- 一般社団法人 日本めまい平衡医学会
- Equilibrium Research (ISSN:03855716)
- vol.76, no.4, pp.243-251, 2017-08-31 (Released:2017-10-01)
The concept of idiopathic sudden sensorineural hearing loss appeared after the term “Meniere's disease” was widely used. Until around the middle of the 20th century, sudden sensorineural hearing loss had been reported together with Meniere's disease. Moreover, sudden sensorineural hearing loss had been reported collectively regardless of the cause of the hearing loss. In 1944, de Kleyn reported a group of patients with sudden loss of function of the octavus-system in apparently normal persons. This was the first report in the literature which collectively described idiopathic sudden sensorineural hearing loss or idiopathic sudden deafness. From around the middle of the 20th Century, the number of papers regarding idiopathic sudden sensorineural hearing loss gradually increased.

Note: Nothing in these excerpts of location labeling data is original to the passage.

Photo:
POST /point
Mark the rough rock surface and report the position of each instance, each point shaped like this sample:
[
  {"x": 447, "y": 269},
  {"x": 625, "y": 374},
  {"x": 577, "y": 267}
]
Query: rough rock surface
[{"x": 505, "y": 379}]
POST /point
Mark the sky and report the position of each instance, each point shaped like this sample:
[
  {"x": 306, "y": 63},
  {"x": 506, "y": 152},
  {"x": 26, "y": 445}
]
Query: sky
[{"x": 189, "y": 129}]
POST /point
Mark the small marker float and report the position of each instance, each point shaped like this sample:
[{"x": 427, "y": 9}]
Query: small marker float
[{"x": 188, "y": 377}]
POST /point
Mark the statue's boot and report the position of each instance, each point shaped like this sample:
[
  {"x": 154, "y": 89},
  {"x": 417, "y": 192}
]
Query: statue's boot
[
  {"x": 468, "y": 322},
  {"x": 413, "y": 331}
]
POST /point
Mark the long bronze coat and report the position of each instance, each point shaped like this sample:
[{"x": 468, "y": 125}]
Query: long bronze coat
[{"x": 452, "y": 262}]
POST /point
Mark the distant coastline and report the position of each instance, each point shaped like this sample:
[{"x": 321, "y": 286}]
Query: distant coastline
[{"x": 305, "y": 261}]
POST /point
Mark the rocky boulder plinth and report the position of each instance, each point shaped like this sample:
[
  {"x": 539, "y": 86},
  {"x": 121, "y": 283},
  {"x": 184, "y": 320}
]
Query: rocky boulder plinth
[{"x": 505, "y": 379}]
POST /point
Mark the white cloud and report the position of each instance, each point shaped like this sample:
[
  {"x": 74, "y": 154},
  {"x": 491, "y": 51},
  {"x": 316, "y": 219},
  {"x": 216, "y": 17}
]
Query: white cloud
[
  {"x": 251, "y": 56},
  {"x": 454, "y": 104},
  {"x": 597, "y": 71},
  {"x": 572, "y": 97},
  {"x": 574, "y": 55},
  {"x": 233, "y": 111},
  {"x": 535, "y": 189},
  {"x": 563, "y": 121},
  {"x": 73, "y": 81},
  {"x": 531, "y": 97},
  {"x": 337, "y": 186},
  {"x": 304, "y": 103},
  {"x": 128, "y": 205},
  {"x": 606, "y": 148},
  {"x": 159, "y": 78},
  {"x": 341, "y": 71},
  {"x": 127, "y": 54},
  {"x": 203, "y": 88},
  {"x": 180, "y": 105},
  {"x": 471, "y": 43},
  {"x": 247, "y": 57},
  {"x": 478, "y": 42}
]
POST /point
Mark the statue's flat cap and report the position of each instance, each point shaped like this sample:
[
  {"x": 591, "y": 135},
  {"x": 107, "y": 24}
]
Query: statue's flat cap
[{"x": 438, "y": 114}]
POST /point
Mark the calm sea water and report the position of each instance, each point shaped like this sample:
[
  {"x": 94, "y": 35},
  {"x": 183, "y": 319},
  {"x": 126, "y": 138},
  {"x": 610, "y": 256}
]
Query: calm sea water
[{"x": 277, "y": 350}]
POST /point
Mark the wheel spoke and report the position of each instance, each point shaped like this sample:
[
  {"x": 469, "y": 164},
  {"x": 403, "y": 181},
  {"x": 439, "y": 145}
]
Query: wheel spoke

Vertigo occurred frequently in patients with severe hearing loss in the high-tone frequencies or with profound hearing loss throughout the whole range of frequencies. Recently magnetic resonance imaging revealed findings not only in the cochlea but also in the vestibule on the affected side in patients with vertigo. Endolymphatic hydrops was revealed in some patients with idiopathic sudden sensorineural hearing loss. These findings may contribute to the understanding of the etiology of sudden hearing loss including the vertigo mechanism. At the present time, however, the border between Meniere's disease and idiopathic sudden sensorineural hearing loss is unclear.